A Sub-sampled Tensor Method for Non-convex Optimization
This work addresses optimization challenges in machine learning and data science by providing a scalable stochastic method for non-convex problems, though it is incremental as it matches existing deterministic rates.
The paper tackles the problem of finding local minima for smooth non-convex objective functions with a finite-sum structure by proposing a stochastic optimization method using sub-sampled derivatives and a fourth-order regularized model. It achieves a convergence rate of O(max(ε1^{-4/3}, ε2^{-2}, ε3^{-4})) iterations to find an (ε1, ε2, ε3)-third-order critical point, matching deterministic approaches.

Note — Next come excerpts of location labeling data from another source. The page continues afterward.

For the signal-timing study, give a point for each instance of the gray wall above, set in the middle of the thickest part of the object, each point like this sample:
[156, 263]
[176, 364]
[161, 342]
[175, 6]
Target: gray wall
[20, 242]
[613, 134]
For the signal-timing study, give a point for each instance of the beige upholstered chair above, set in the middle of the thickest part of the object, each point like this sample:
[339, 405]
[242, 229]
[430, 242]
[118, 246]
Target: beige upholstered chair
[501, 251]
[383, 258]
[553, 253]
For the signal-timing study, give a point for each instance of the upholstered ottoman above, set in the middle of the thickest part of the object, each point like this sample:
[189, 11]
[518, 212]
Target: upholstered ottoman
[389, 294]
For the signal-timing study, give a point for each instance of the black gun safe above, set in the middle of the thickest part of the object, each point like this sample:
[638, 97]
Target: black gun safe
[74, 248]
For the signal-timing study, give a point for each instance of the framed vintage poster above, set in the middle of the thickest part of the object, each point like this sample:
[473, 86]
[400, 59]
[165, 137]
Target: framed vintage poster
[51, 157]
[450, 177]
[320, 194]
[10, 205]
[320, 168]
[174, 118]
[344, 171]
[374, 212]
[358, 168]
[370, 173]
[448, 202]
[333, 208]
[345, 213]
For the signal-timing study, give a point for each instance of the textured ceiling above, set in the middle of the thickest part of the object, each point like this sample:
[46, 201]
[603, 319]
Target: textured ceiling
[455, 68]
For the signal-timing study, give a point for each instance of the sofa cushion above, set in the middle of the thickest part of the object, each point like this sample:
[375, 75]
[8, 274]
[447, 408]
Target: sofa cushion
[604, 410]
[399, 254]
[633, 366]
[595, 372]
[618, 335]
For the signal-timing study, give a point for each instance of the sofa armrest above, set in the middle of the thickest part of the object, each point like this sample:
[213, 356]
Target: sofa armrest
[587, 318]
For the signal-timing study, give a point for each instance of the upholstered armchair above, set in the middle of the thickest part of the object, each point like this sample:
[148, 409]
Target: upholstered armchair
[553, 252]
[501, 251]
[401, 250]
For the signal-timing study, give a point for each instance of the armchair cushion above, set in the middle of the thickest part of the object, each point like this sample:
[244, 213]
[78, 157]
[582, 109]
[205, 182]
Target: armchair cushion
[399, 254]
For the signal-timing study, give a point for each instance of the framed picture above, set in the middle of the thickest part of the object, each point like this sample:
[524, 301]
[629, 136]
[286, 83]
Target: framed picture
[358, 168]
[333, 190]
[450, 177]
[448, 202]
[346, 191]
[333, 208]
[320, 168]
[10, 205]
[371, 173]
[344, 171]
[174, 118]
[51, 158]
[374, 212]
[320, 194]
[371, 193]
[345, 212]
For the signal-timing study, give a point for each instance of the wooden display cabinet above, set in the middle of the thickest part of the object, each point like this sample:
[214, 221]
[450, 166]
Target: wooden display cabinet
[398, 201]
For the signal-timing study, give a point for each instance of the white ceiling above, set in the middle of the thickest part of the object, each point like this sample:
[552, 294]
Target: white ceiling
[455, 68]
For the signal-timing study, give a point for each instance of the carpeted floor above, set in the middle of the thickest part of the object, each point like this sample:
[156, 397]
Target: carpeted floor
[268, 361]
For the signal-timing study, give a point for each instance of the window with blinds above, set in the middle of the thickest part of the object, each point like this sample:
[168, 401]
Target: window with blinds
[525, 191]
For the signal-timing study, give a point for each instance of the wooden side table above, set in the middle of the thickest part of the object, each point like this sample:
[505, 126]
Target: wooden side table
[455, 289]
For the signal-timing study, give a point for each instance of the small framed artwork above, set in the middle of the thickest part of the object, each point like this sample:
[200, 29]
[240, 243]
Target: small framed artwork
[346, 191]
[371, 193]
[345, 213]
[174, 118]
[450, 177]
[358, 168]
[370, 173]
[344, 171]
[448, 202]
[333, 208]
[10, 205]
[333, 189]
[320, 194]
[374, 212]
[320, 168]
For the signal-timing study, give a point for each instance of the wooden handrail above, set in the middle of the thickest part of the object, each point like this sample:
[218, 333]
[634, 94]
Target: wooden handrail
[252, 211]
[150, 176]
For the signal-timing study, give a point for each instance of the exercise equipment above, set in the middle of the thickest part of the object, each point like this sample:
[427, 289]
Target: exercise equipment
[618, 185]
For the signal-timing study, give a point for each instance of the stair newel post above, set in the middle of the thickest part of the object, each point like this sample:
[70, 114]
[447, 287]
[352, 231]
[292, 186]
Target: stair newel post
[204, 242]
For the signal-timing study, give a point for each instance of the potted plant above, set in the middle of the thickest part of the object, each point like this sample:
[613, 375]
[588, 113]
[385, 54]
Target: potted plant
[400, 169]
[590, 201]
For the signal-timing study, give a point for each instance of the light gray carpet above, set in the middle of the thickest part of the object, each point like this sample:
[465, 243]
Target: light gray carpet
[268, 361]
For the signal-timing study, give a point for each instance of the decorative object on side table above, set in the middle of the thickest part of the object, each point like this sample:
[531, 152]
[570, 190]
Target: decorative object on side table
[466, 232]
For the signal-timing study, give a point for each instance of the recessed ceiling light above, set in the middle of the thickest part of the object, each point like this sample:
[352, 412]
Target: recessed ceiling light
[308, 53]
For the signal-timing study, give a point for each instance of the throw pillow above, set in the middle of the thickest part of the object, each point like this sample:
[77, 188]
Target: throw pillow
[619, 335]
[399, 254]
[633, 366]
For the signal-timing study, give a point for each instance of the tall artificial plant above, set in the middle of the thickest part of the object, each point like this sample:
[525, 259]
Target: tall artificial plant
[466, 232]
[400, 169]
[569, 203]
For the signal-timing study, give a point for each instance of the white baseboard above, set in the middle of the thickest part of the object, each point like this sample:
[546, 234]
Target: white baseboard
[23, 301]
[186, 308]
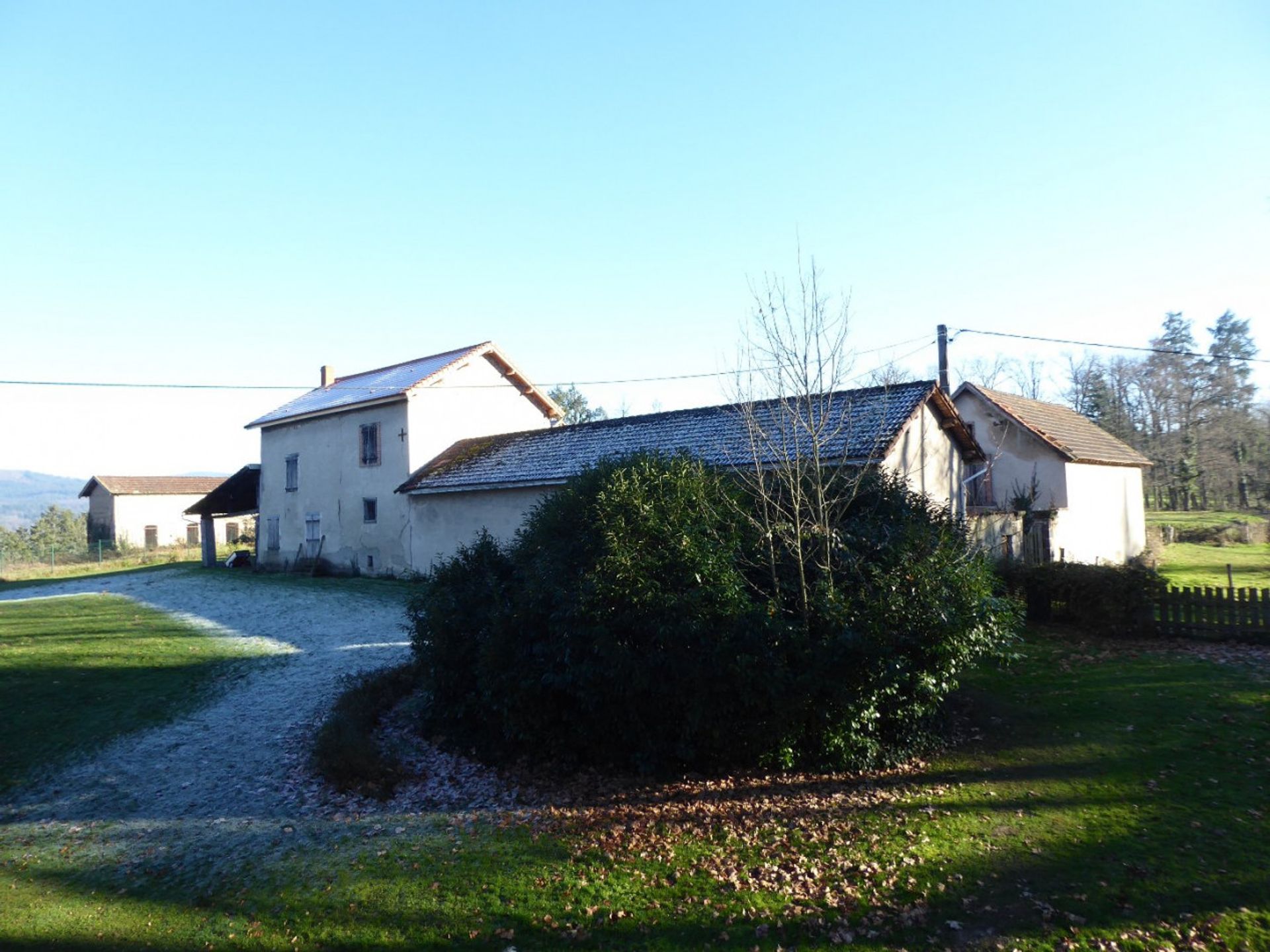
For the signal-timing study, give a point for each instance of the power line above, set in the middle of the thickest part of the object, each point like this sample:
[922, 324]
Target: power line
[1111, 347]
[397, 389]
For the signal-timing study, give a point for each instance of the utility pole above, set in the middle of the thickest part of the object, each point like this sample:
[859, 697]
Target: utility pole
[943, 331]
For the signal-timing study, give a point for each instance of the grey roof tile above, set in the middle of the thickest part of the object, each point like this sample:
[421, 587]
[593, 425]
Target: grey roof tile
[860, 424]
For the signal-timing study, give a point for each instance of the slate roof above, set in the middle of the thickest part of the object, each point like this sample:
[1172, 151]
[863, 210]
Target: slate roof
[1074, 436]
[237, 495]
[154, 485]
[872, 419]
[396, 381]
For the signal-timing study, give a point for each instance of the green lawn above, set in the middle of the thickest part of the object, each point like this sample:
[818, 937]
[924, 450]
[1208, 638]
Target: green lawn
[1100, 795]
[1201, 520]
[78, 672]
[1191, 564]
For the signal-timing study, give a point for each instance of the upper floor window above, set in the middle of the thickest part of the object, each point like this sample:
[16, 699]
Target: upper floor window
[370, 444]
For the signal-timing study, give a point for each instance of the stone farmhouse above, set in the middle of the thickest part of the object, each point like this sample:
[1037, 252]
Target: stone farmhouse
[392, 470]
[1080, 488]
[150, 510]
[332, 460]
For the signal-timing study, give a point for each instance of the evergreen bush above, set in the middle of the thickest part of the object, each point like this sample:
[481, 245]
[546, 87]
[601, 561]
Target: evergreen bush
[635, 622]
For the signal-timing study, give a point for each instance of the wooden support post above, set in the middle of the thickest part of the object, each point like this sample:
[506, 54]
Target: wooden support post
[207, 537]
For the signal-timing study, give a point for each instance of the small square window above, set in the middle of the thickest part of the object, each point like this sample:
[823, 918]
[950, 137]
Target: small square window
[370, 444]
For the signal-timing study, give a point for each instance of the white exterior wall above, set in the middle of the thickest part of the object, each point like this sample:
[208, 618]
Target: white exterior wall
[443, 522]
[132, 513]
[333, 483]
[929, 459]
[1015, 455]
[1104, 521]
[473, 400]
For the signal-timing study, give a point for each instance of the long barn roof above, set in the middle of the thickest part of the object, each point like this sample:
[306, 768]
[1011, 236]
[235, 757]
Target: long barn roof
[154, 485]
[860, 426]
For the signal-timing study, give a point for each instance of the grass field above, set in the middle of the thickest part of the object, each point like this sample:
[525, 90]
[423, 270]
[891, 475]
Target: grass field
[1101, 795]
[78, 672]
[1201, 520]
[1189, 564]
[111, 563]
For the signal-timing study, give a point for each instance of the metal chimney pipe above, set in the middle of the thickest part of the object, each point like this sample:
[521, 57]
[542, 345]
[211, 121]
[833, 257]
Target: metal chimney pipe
[944, 357]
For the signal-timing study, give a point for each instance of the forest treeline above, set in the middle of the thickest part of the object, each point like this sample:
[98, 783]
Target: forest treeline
[1194, 413]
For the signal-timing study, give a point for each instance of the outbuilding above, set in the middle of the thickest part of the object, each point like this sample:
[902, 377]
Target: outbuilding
[150, 510]
[1079, 488]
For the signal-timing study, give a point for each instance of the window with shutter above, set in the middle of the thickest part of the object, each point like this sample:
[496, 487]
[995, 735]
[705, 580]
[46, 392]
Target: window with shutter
[370, 444]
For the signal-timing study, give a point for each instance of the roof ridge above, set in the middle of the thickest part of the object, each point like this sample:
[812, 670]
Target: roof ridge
[414, 360]
[766, 401]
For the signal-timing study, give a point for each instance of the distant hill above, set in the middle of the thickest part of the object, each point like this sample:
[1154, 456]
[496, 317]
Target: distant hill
[24, 495]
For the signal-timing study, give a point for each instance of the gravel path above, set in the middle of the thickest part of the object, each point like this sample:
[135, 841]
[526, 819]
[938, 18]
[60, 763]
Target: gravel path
[237, 756]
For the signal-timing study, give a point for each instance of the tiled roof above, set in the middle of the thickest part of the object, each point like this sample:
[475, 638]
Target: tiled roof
[1076, 437]
[239, 494]
[366, 386]
[154, 485]
[864, 424]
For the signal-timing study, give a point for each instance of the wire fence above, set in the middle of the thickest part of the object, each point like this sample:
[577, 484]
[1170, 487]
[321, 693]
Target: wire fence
[45, 560]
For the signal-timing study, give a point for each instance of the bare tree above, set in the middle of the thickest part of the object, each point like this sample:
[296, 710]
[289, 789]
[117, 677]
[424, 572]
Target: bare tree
[984, 372]
[1029, 377]
[796, 419]
[888, 376]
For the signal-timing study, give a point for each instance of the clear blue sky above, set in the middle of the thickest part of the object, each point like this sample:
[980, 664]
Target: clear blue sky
[243, 192]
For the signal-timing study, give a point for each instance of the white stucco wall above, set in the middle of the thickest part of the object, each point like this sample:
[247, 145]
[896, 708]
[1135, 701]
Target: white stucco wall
[470, 401]
[1104, 521]
[1015, 456]
[333, 483]
[132, 513]
[929, 459]
[474, 400]
[443, 522]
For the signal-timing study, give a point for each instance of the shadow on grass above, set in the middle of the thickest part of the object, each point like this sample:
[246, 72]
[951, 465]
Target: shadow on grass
[8, 586]
[1060, 822]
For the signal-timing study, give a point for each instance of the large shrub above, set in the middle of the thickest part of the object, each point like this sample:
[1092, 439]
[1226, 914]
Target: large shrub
[1099, 600]
[635, 621]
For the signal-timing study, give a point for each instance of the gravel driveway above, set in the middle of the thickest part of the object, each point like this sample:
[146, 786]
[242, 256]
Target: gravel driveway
[237, 756]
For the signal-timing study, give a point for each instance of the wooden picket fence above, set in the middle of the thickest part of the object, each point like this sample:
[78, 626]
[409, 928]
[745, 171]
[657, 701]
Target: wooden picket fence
[1217, 614]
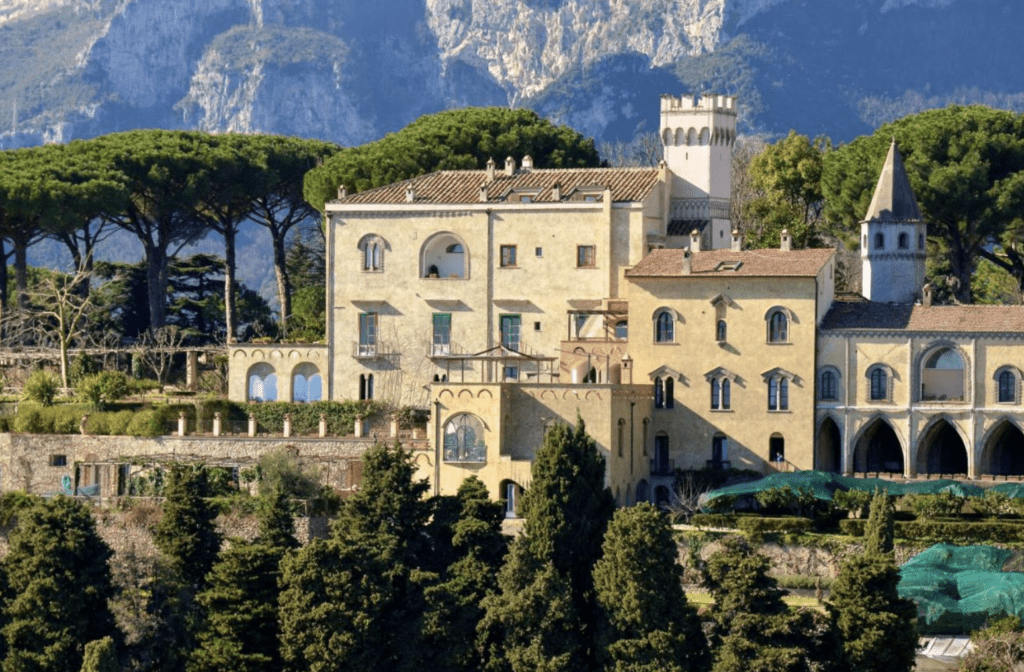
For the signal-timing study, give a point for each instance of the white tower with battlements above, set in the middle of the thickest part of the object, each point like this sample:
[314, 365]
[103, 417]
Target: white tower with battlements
[697, 135]
[892, 238]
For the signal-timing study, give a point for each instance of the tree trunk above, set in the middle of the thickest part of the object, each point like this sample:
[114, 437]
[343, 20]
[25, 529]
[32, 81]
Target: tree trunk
[156, 279]
[230, 312]
[281, 273]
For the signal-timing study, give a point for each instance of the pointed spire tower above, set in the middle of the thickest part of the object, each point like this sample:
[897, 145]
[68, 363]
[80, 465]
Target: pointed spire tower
[892, 238]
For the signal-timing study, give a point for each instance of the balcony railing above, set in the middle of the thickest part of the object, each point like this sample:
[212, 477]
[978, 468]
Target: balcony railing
[473, 454]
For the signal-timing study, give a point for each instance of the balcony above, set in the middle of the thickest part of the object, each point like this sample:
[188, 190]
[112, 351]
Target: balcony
[467, 455]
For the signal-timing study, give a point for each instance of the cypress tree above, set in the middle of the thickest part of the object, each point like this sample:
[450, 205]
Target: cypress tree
[58, 584]
[877, 627]
[543, 616]
[646, 622]
[454, 609]
[753, 627]
[354, 600]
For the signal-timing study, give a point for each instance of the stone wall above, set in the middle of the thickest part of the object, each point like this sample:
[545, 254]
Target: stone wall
[39, 463]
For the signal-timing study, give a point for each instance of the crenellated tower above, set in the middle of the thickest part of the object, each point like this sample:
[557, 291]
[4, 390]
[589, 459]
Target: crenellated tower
[697, 136]
[892, 238]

We present a stochastic optimization method that uses a fourth-order regularized model to find local minima of smooth and potentially non-convex objective functions with a finite-sum structure. This algorithm uses sub-sampled derivatives instead of exact quantities. The proposed approach is shown to find an $(ε_1,ε_2,ε_3)$-third-order critical point in at most $\bigO\left(\max\left(ε_1^{-4/3}, ε_2^{-2}, ε_3^{-4}\right)\right)$ iterations, thereby matching the rate of deterministic approaches. In order to prove this result, we derive a novel tensor concentration inequality for sums of tensors of any order that makes explicit use of the finite-sum structure of the objective function.